Peu de respiration, peu de blancs dans les blocs de phrases, dans les dessins comme s’il fallait éviter la rencontre avec le vide. De Lévi-Strauss à Pierre Verstraeten, du rêve de machines à dope branchées dans le crâne au dieu des vents, de la baise au pays d’Alice à l’holocauste, Sophie Podolski traverse à la vitesse de la foudre la Maison Littérature, l’Arche du dessin afin de se les réapproprier pour dire ce qui fuit dans l’informe, ce qui crie dans l’insupportable.
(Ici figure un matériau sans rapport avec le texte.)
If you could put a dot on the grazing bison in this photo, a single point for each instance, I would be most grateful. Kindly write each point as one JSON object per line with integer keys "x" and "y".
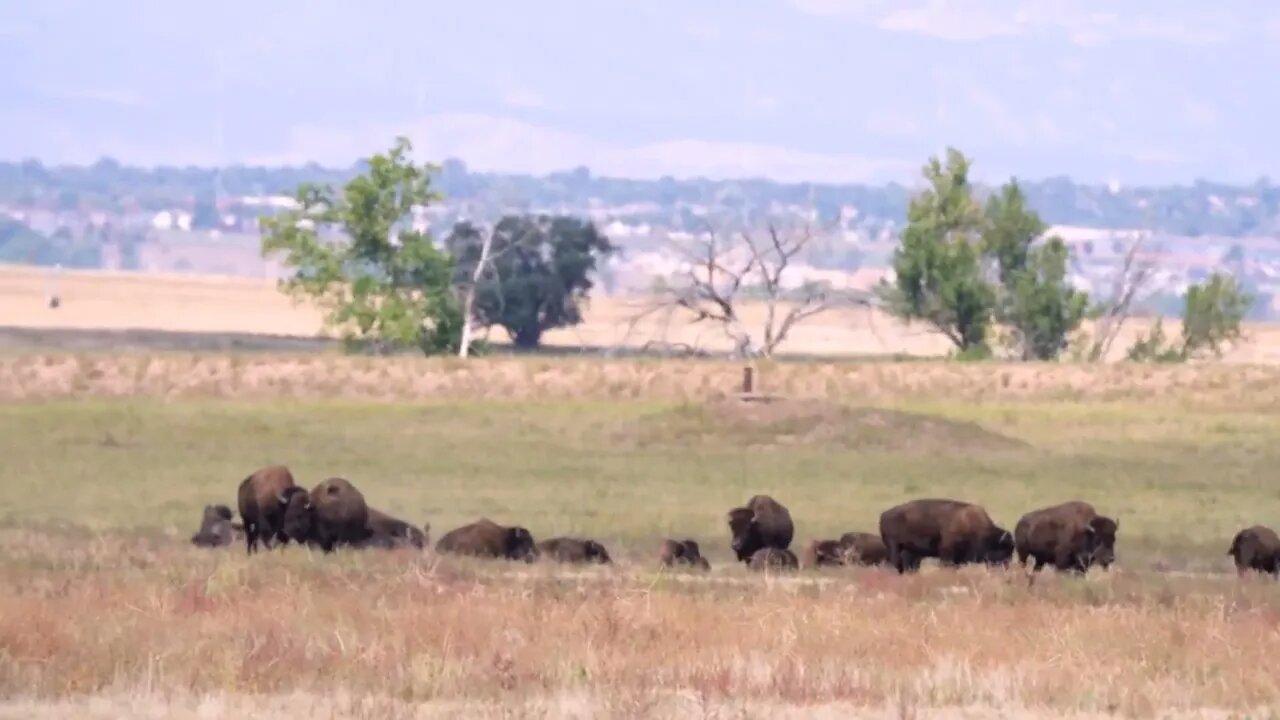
{"x": 334, "y": 513}
{"x": 762, "y": 523}
{"x": 485, "y": 538}
{"x": 682, "y": 552}
{"x": 951, "y": 531}
{"x": 822, "y": 554}
{"x": 574, "y": 550}
{"x": 1256, "y": 548}
{"x": 1069, "y": 536}
{"x": 773, "y": 559}
{"x": 263, "y": 499}
{"x": 389, "y": 532}
{"x": 216, "y": 528}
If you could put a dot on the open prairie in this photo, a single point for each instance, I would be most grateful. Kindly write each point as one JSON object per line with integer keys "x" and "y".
{"x": 106, "y": 611}
{"x": 126, "y": 309}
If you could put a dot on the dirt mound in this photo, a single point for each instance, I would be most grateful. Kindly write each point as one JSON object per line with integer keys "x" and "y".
{"x": 782, "y": 420}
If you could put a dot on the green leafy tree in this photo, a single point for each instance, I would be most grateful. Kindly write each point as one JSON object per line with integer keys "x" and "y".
{"x": 536, "y": 276}
{"x": 938, "y": 264}
{"x": 383, "y": 283}
{"x": 1212, "y": 314}
{"x": 1036, "y": 302}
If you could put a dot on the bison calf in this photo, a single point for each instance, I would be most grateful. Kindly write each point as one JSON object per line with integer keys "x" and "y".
{"x": 863, "y": 548}
{"x": 485, "y": 538}
{"x": 762, "y": 523}
{"x": 574, "y": 550}
{"x": 1256, "y": 548}
{"x": 773, "y": 559}
{"x": 682, "y": 552}
{"x": 216, "y": 528}
{"x": 387, "y": 532}
{"x": 954, "y": 532}
{"x": 1070, "y": 536}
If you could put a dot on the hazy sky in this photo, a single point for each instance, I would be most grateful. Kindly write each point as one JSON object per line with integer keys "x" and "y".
{"x": 824, "y": 90}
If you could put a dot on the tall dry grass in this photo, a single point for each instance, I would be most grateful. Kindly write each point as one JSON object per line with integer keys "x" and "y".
{"x": 192, "y": 302}
{"x": 118, "y": 616}
{"x": 406, "y": 379}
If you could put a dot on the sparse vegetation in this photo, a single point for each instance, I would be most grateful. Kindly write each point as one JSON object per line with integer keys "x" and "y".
{"x": 100, "y": 596}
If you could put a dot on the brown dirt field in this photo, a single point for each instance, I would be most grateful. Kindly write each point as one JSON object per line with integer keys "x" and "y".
{"x": 103, "y": 300}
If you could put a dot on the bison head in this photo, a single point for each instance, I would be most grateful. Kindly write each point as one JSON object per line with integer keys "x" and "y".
{"x": 298, "y": 514}
{"x": 1102, "y": 532}
{"x": 745, "y": 533}
{"x": 519, "y": 545}
{"x": 1000, "y": 547}
{"x": 595, "y": 552}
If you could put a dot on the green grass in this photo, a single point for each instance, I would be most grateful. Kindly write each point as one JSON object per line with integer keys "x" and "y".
{"x": 1182, "y": 482}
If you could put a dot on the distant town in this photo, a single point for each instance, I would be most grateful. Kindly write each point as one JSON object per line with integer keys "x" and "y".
{"x": 206, "y": 220}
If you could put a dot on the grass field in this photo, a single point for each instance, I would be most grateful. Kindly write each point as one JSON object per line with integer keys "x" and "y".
{"x": 216, "y": 305}
{"x": 108, "y": 459}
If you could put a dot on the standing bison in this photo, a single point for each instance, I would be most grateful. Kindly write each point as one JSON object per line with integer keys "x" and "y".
{"x": 762, "y": 523}
{"x": 334, "y": 513}
{"x": 216, "y": 528}
{"x": 574, "y": 550}
{"x": 263, "y": 499}
{"x": 1256, "y": 548}
{"x": 1069, "y": 536}
{"x": 485, "y": 538}
{"x": 954, "y": 532}
{"x": 682, "y": 552}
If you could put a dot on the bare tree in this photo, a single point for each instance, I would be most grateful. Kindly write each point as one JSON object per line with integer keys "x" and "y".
{"x": 1129, "y": 282}
{"x": 723, "y": 269}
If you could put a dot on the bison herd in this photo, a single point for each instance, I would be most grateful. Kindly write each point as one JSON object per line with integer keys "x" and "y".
{"x": 1069, "y": 537}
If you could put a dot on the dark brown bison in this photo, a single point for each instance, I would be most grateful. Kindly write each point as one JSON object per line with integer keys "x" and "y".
{"x": 954, "y": 532}
{"x": 389, "y": 532}
{"x": 822, "y": 554}
{"x": 773, "y": 559}
{"x": 762, "y": 523}
{"x": 574, "y": 550}
{"x": 334, "y": 513}
{"x": 216, "y": 528}
{"x": 863, "y": 548}
{"x": 485, "y": 538}
{"x": 1069, "y": 536}
{"x": 682, "y": 552}
{"x": 1256, "y": 548}
{"x": 263, "y": 497}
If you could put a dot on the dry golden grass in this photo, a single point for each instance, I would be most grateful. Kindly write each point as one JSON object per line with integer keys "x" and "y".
{"x": 45, "y": 376}
{"x": 403, "y": 633}
{"x": 192, "y": 302}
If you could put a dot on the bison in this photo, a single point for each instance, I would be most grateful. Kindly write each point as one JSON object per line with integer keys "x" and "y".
{"x": 682, "y": 552}
{"x": 1070, "y": 536}
{"x": 863, "y": 548}
{"x": 773, "y": 559}
{"x": 334, "y": 513}
{"x": 822, "y": 554}
{"x": 216, "y": 528}
{"x": 389, "y": 532}
{"x": 1256, "y": 548}
{"x": 574, "y": 550}
{"x": 954, "y": 532}
{"x": 485, "y": 538}
{"x": 762, "y": 523}
{"x": 263, "y": 499}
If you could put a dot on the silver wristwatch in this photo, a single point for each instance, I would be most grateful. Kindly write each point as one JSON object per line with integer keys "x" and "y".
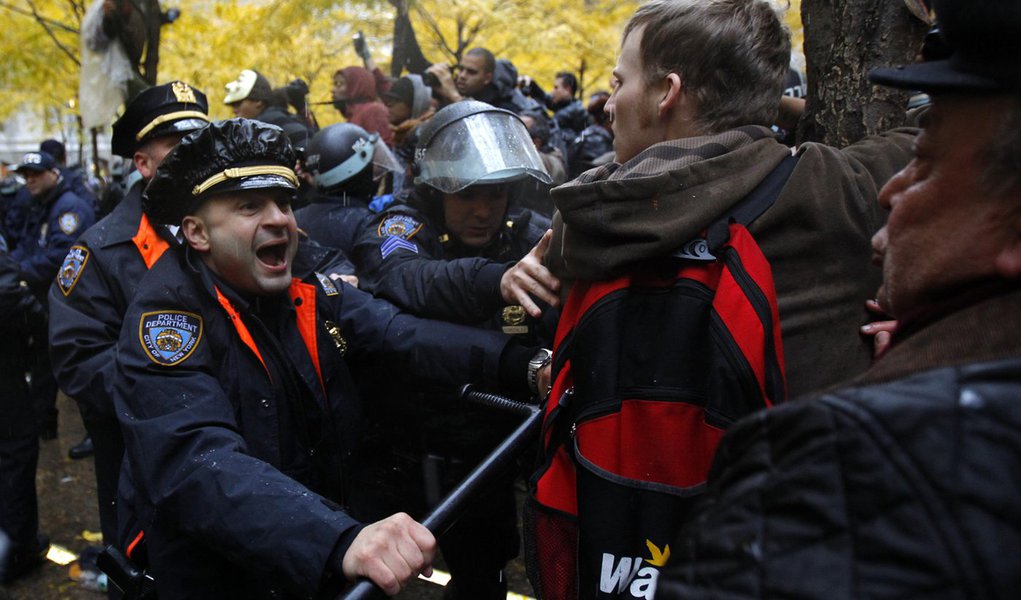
{"x": 541, "y": 359}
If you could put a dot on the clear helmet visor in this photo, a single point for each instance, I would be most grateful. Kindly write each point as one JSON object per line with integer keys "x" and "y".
{"x": 482, "y": 148}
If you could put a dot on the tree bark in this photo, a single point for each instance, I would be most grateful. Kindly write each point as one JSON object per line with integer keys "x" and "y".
{"x": 843, "y": 41}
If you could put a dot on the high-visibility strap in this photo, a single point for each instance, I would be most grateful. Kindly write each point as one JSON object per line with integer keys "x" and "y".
{"x": 303, "y": 298}
{"x": 148, "y": 242}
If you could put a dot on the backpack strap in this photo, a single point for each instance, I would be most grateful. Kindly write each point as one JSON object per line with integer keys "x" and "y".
{"x": 751, "y": 206}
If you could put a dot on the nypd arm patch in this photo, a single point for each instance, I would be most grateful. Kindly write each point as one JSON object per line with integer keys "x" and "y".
{"x": 68, "y": 222}
{"x": 71, "y": 268}
{"x": 399, "y": 226}
{"x": 169, "y": 337}
{"x": 327, "y": 284}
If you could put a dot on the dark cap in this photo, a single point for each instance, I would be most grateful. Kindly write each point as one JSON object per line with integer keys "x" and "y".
{"x": 402, "y": 91}
{"x": 985, "y": 51}
{"x": 161, "y": 110}
{"x": 249, "y": 85}
{"x": 226, "y": 156}
{"x": 37, "y": 161}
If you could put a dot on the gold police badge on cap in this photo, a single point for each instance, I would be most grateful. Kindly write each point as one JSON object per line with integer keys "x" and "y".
{"x": 71, "y": 268}
{"x": 514, "y": 319}
{"x": 183, "y": 92}
{"x": 338, "y": 338}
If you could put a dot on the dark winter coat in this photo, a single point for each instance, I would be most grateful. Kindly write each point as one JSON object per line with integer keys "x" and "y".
{"x": 902, "y": 485}
{"x": 817, "y": 236}
{"x": 237, "y": 416}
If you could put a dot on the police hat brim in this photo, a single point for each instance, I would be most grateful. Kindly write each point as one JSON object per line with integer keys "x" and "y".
{"x": 260, "y": 182}
{"x": 952, "y": 75}
{"x": 178, "y": 128}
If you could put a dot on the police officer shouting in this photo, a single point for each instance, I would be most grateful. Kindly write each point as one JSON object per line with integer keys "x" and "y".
{"x": 52, "y": 222}
{"x": 235, "y": 393}
{"x": 100, "y": 273}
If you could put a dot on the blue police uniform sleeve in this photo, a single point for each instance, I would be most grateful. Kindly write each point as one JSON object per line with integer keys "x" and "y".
{"x": 68, "y": 218}
{"x": 402, "y": 268}
{"x": 433, "y": 350}
{"x": 188, "y": 460}
{"x": 86, "y": 312}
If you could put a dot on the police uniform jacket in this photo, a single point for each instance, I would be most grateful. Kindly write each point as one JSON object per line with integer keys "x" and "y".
{"x": 50, "y": 228}
{"x": 237, "y": 413}
{"x": 335, "y": 220}
{"x": 407, "y": 257}
{"x": 90, "y": 296}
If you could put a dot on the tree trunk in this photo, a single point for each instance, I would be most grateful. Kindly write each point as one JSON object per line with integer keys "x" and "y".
{"x": 843, "y": 41}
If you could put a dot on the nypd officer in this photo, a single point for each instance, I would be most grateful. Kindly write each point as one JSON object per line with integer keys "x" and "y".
{"x": 450, "y": 253}
{"x": 52, "y": 221}
{"x": 99, "y": 276}
{"x": 346, "y": 162}
{"x": 235, "y": 391}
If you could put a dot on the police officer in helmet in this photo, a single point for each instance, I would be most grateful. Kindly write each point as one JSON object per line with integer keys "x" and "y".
{"x": 458, "y": 249}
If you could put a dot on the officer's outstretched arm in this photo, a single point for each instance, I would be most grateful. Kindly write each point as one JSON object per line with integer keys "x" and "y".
{"x": 529, "y": 278}
{"x": 390, "y": 552}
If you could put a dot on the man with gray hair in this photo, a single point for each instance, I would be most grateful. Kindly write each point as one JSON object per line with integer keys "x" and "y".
{"x": 696, "y": 86}
{"x": 902, "y": 484}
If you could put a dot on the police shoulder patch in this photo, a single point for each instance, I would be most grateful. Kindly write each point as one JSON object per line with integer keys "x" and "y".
{"x": 168, "y": 337}
{"x": 68, "y": 222}
{"x": 328, "y": 286}
{"x": 400, "y": 226}
{"x": 71, "y": 268}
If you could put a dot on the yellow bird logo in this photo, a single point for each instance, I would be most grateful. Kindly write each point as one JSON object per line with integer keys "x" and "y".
{"x": 659, "y": 557}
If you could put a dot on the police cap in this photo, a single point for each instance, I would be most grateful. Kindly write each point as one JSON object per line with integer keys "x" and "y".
{"x": 225, "y": 156}
{"x": 161, "y": 110}
{"x": 984, "y": 48}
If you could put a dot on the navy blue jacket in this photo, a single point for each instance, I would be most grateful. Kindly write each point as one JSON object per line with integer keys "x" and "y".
{"x": 50, "y": 228}
{"x": 408, "y": 258}
{"x": 237, "y": 416}
{"x": 90, "y": 296}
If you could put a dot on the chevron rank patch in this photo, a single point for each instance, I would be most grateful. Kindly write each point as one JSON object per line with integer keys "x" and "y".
{"x": 168, "y": 337}
{"x": 393, "y": 243}
{"x": 400, "y": 226}
{"x": 328, "y": 286}
{"x": 68, "y": 222}
{"x": 71, "y": 268}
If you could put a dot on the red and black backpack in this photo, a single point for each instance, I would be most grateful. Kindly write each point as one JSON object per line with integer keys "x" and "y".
{"x": 648, "y": 371}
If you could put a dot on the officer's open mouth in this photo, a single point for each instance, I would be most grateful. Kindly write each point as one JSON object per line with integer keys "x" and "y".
{"x": 273, "y": 253}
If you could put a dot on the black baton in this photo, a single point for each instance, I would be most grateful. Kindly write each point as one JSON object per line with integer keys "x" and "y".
{"x": 446, "y": 512}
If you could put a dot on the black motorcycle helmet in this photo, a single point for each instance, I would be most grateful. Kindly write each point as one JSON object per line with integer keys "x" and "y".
{"x": 346, "y": 158}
À l’heure où pullulent les œuvres jouant au saut de la mort, mimant le plongeon borderline alors qu’elles restent bien au chaud sur le rivage, l’œil vissé sur l’audimat, l’électrochoc produit par l’unique livre de Sophie Podolski nous procure une écriture chimiquement pure, un trip dans les espaces du dedans aurait dit Michaux. (D’autres écrits, dont les textes et dessins réunis sous le titre de Snow Queen, sont parus dans la revue Luna-Park de Marc Dachy). Remercions Joëlle de La Casinière d’avoir redonné existence à ce texte en le rééditant, saluons l’espace Wiels d’offrir la toute première exposition de cette artiste qui incendia les médiums afin de traverser les voiles.